Richard (Rick) Karlquist richard at karlquist.com
Fri Mar 27 00:04:26 UTC 2020


On 3/26/2020 3:03 PM, Perry Sandeen via time-nuts wrote:
> Learned Gentlemen,
> Both the HP 106 and 107 have a post oscillator crystal filter.  There is also a 10 MHz crystal filter used in my Tracor 527E FDM.
> So the question I have is there anything to be gained by adding 10 MHz crystal filters to the 10811 and similar OCXO's?  They are very inexpensive to purchase.
> Regards,
> Perrier
> _______________________________________________

I never knew those oscillators had filters, even though
I worked for HP.  My understanding is that the flicker
noise of a crystal oscillator is established by the
crystal, as opposed to the electronics.  A crystal
filter using a similar crystal could not clean up
flicker noise.  However, it could follow the buffer
amplifier and clean up far out phase noise.  I am
thinking that is why those models have filters.

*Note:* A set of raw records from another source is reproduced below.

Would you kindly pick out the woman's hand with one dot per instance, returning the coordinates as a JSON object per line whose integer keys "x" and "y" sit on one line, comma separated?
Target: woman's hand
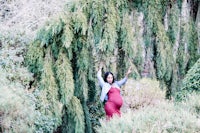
{"x": 101, "y": 65}
{"x": 129, "y": 71}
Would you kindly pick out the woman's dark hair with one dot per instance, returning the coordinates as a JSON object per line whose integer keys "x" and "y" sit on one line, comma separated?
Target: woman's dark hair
{"x": 106, "y": 75}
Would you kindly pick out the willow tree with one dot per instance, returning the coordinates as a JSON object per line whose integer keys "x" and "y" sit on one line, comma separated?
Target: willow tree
{"x": 66, "y": 53}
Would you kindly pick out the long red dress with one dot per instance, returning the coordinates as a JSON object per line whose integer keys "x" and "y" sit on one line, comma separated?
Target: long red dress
{"x": 114, "y": 102}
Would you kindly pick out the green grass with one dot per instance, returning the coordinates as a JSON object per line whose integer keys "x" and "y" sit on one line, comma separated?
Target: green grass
{"x": 163, "y": 116}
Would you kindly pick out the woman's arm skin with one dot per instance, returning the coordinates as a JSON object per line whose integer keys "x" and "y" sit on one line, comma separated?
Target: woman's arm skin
{"x": 123, "y": 81}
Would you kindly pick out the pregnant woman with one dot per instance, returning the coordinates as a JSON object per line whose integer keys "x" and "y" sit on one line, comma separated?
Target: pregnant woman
{"x": 110, "y": 93}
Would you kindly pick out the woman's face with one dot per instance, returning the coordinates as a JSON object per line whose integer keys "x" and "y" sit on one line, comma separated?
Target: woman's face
{"x": 110, "y": 79}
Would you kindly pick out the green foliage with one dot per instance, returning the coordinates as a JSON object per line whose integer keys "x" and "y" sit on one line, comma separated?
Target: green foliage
{"x": 34, "y": 58}
{"x": 64, "y": 77}
{"x": 191, "y": 82}
{"x": 49, "y": 93}
{"x": 75, "y": 117}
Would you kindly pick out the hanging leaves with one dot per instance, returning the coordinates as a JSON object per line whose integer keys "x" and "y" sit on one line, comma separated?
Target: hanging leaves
{"x": 64, "y": 77}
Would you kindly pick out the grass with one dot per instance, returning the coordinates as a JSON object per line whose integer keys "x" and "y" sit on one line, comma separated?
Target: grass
{"x": 155, "y": 117}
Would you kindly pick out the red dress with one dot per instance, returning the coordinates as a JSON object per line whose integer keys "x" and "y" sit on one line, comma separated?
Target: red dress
{"x": 114, "y": 102}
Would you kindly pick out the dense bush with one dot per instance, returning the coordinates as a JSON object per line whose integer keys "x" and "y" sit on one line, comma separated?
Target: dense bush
{"x": 191, "y": 82}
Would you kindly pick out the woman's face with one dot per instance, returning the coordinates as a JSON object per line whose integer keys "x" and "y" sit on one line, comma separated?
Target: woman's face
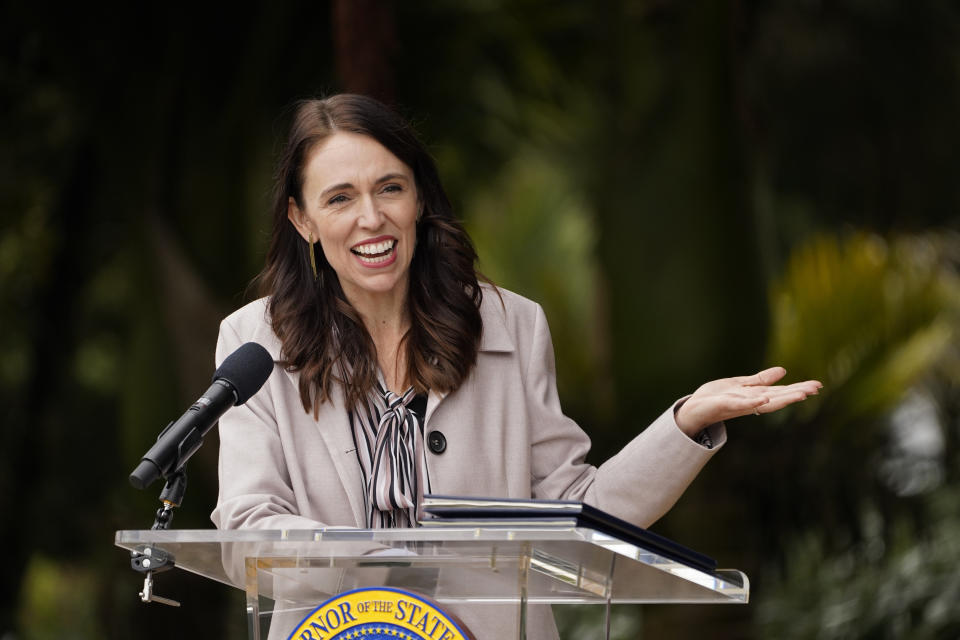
{"x": 360, "y": 202}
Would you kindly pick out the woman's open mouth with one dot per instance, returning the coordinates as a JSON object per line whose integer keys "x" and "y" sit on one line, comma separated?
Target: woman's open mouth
{"x": 376, "y": 254}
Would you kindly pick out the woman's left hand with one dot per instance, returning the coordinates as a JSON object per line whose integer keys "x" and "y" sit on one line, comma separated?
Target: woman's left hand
{"x": 733, "y": 397}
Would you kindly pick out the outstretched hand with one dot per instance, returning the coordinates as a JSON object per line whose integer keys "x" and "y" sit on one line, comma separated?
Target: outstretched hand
{"x": 733, "y": 397}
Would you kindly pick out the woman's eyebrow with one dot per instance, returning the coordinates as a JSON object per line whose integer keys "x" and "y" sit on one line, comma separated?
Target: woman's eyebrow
{"x": 336, "y": 187}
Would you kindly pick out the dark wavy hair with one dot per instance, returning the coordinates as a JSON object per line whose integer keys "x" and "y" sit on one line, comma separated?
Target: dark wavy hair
{"x": 323, "y": 336}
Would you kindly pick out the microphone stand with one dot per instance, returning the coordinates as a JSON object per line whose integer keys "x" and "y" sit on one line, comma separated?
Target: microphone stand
{"x": 150, "y": 560}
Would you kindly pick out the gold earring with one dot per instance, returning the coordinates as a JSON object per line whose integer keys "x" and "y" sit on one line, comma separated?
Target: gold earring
{"x": 313, "y": 257}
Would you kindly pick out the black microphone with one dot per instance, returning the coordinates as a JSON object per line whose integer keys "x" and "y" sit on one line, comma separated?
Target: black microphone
{"x": 239, "y": 377}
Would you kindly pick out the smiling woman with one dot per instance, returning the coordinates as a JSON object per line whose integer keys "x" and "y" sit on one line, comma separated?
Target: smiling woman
{"x": 360, "y": 201}
{"x": 399, "y": 374}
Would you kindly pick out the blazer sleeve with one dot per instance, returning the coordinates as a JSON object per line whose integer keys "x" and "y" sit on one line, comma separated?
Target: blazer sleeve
{"x": 639, "y": 484}
{"x": 255, "y": 488}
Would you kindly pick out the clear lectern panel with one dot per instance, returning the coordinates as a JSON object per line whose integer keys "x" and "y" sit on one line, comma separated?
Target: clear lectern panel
{"x": 498, "y": 567}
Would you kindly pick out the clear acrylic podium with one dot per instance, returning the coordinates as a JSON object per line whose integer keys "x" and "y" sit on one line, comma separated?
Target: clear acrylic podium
{"x": 498, "y": 575}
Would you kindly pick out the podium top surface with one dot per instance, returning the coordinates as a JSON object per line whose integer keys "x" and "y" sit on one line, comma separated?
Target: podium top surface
{"x": 556, "y": 563}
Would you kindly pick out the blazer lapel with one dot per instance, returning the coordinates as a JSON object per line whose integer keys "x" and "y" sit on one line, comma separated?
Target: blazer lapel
{"x": 334, "y": 428}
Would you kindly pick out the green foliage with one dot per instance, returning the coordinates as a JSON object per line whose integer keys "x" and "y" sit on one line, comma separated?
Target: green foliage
{"x": 867, "y": 317}
{"x": 59, "y": 601}
{"x": 878, "y": 318}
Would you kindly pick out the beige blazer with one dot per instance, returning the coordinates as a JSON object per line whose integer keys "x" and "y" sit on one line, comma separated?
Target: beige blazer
{"x": 505, "y": 431}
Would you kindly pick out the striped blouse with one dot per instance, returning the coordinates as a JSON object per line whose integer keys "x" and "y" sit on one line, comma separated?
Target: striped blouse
{"x": 388, "y": 436}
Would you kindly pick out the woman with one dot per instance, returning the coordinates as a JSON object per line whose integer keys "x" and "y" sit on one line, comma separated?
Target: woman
{"x": 399, "y": 374}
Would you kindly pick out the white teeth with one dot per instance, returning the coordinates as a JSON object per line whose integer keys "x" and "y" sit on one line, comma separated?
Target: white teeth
{"x": 372, "y": 249}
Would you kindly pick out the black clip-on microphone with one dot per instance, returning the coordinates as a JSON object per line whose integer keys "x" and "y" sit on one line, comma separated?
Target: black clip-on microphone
{"x": 240, "y": 376}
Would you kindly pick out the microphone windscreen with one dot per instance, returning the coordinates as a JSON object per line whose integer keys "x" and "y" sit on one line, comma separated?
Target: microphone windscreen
{"x": 246, "y": 369}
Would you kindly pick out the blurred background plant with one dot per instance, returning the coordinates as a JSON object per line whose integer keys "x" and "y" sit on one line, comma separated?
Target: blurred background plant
{"x": 691, "y": 189}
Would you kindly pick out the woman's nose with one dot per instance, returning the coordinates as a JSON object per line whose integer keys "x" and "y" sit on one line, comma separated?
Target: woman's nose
{"x": 370, "y": 216}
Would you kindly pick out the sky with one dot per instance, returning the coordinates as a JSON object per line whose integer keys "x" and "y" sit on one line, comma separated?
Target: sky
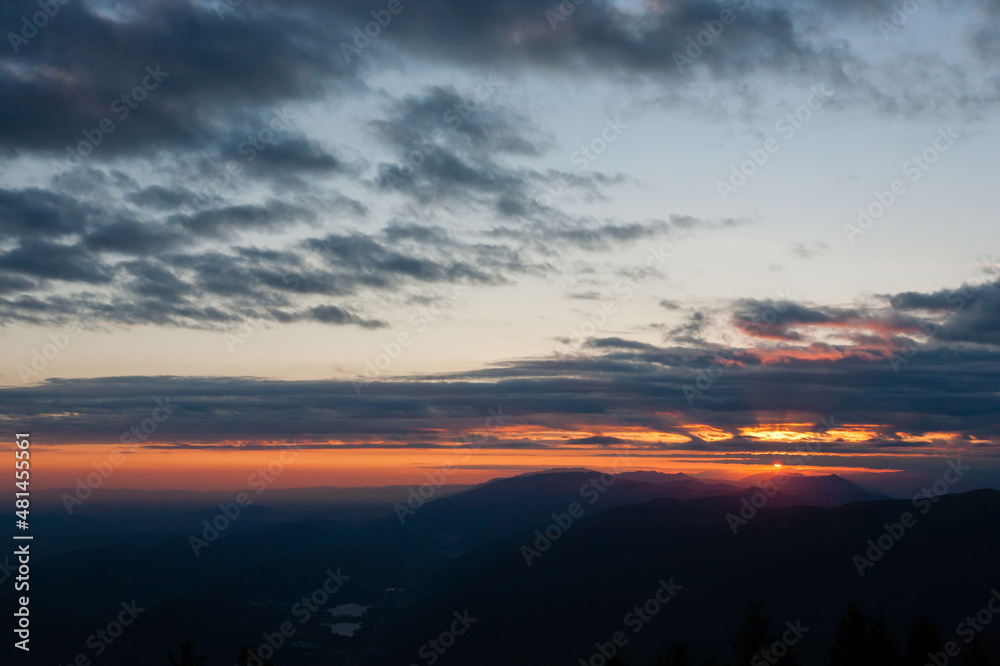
{"x": 490, "y": 238}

The 10811 has an improved buffer that has very low
far out phase noise, so I am thinking that there
is no need for a post filter.  In all my time at HP,
no one ever suggested a 10811 post filter.

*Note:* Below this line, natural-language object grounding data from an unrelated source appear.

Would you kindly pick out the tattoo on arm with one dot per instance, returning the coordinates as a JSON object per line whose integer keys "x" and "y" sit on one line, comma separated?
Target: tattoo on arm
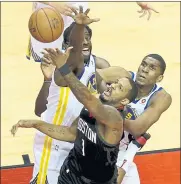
{"x": 60, "y": 130}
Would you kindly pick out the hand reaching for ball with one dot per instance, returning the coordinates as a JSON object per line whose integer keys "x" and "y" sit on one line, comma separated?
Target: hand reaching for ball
{"x": 81, "y": 17}
{"x": 146, "y": 8}
{"x": 56, "y": 57}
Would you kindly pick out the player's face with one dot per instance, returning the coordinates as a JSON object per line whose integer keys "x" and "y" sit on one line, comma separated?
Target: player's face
{"x": 87, "y": 45}
{"x": 116, "y": 93}
{"x": 149, "y": 72}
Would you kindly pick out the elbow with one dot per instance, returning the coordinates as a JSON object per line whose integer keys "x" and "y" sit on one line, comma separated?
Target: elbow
{"x": 137, "y": 131}
{"x": 37, "y": 113}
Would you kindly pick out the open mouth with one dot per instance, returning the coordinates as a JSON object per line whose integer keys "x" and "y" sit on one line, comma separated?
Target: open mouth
{"x": 108, "y": 92}
{"x": 86, "y": 51}
{"x": 142, "y": 77}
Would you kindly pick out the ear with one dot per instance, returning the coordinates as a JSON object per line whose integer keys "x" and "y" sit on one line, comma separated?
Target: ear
{"x": 125, "y": 101}
{"x": 64, "y": 46}
{"x": 159, "y": 78}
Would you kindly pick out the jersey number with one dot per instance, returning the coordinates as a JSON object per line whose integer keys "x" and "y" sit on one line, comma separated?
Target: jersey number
{"x": 83, "y": 153}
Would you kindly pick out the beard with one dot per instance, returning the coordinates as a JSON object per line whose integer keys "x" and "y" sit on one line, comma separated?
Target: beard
{"x": 102, "y": 99}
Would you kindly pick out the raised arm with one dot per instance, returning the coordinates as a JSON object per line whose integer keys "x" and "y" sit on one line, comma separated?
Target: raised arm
{"x": 41, "y": 100}
{"x": 62, "y": 133}
{"x": 104, "y": 114}
{"x": 113, "y": 73}
{"x": 159, "y": 104}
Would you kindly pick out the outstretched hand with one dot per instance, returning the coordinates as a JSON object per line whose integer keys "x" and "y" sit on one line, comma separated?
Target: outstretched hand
{"x": 146, "y": 8}
{"x": 22, "y": 124}
{"x": 57, "y": 57}
{"x": 81, "y": 17}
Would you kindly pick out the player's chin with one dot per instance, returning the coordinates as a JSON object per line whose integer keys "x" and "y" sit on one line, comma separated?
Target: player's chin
{"x": 140, "y": 83}
{"x": 104, "y": 98}
{"x": 86, "y": 57}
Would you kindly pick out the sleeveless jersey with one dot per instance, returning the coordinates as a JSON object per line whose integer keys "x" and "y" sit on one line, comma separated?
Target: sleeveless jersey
{"x": 135, "y": 109}
{"x": 91, "y": 156}
{"x": 35, "y": 47}
{"x": 62, "y": 109}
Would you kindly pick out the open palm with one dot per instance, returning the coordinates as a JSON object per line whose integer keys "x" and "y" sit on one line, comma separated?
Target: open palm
{"x": 81, "y": 17}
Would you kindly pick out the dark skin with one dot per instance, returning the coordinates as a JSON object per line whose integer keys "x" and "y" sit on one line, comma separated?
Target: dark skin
{"x": 149, "y": 73}
{"x": 110, "y": 122}
{"x": 76, "y": 63}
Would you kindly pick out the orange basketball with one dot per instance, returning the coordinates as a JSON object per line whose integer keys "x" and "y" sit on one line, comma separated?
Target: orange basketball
{"x": 46, "y": 25}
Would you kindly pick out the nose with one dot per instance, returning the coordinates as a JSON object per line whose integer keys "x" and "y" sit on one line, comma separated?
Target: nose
{"x": 113, "y": 85}
{"x": 145, "y": 69}
{"x": 85, "y": 41}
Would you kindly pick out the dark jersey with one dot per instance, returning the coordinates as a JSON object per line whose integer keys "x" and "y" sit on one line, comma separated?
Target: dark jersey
{"x": 91, "y": 156}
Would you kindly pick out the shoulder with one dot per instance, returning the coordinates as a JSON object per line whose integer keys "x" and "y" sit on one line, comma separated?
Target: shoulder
{"x": 113, "y": 112}
{"x": 161, "y": 100}
{"x": 101, "y": 62}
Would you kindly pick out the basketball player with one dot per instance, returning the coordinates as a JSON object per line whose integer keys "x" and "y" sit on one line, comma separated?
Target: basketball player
{"x": 35, "y": 47}
{"x": 144, "y": 111}
{"x": 96, "y": 133}
{"x": 90, "y": 60}
{"x": 62, "y": 108}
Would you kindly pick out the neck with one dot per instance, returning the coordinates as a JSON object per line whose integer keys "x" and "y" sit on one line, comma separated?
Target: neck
{"x": 116, "y": 105}
{"x": 77, "y": 71}
{"x": 144, "y": 90}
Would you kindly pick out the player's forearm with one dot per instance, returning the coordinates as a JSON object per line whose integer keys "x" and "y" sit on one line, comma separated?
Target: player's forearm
{"x": 113, "y": 73}
{"x": 77, "y": 38}
{"x": 76, "y": 41}
{"x": 136, "y": 127}
{"x": 54, "y": 131}
{"x": 41, "y": 100}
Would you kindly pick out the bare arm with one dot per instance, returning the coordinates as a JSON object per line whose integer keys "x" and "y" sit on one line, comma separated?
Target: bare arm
{"x": 101, "y": 63}
{"x": 113, "y": 73}
{"x": 159, "y": 104}
{"x": 101, "y": 85}
{"x": 76, "y": 40}
{"x": 62, "y": 133}
{"x": 41, "y": 100}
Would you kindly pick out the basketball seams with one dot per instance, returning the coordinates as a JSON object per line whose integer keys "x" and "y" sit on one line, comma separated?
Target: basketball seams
{"x": 37, "y": 25}
{"x": 46, "y": 14}
{"x": 48, "y": 21}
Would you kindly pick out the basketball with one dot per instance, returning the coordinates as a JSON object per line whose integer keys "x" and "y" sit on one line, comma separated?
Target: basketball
{"x": 46, "y": 25}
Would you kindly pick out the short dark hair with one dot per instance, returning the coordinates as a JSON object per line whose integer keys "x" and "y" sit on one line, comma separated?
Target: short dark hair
{"x": 67, "y": 32}
{"x": 133, "y": 93}
{"x": 160, "y": 59}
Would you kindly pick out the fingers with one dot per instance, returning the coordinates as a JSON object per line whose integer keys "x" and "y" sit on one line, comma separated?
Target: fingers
{"x": 140, "y": 11}
{"x": 87, "y": 11}
{"x": 80, "y": 9}
{"x": 14, "y": 129}
{"x": 58, "y": 51}
{"x": 45, "y": 62}
{"x": 154, "y": 10}
{"x": 74, "y": 10}
{"x": 51, "y": 51}
{"x": 67, "y": 53}
{"x": 149, "y": 14}
{"x": 69, "y": 14}
{"x": 94, "y": 20}
{"x": 144, "y": 13}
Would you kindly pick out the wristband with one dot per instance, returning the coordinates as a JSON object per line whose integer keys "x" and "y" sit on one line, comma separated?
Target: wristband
{"x": 64, "y": 70}
{"x": 47, "y": 81}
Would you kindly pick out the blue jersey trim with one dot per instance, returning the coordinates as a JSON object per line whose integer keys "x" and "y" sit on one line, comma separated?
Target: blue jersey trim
{"x": 132, "y": 75}
{"x": 152, "y": 95}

"inexpensive to purchase" filters would probably not
have good enough flicker noise and would degrade the
close in noise.

The 8662 sig gen multiplies 10 MHz to 80 MHz and then
has an 80 MHz crystal filter to clean up far out
phase noise.  That makes more sense than a filter at
the oscillator frequency.

If you really need lower far out phase noise than
the 10811 offers, you can redesign the 2nd and 3rd
buffer amplifier stages.  The 10811 designers knowingly
degraded the phase noise in those stages because of
requirements to be backward compatible with 10544
sockets.  They made a one-off demonstration oscillator
coded named "Barnabus" with ultra low noise.  It always
seemed to be the proverbial "solution in search of a problem."

When I was designing the E1938A oscillator, I remember
reading some papers about crystal oscillators that
had a 2nd crystal that was installed in a Wheatstone
bridge and used to servo the frequency of the oscillator
to reduce temperature drift.  The breakthrough in the
E19838A was to put the crystal in a bridge while
simultaneously using it to make an oscillator.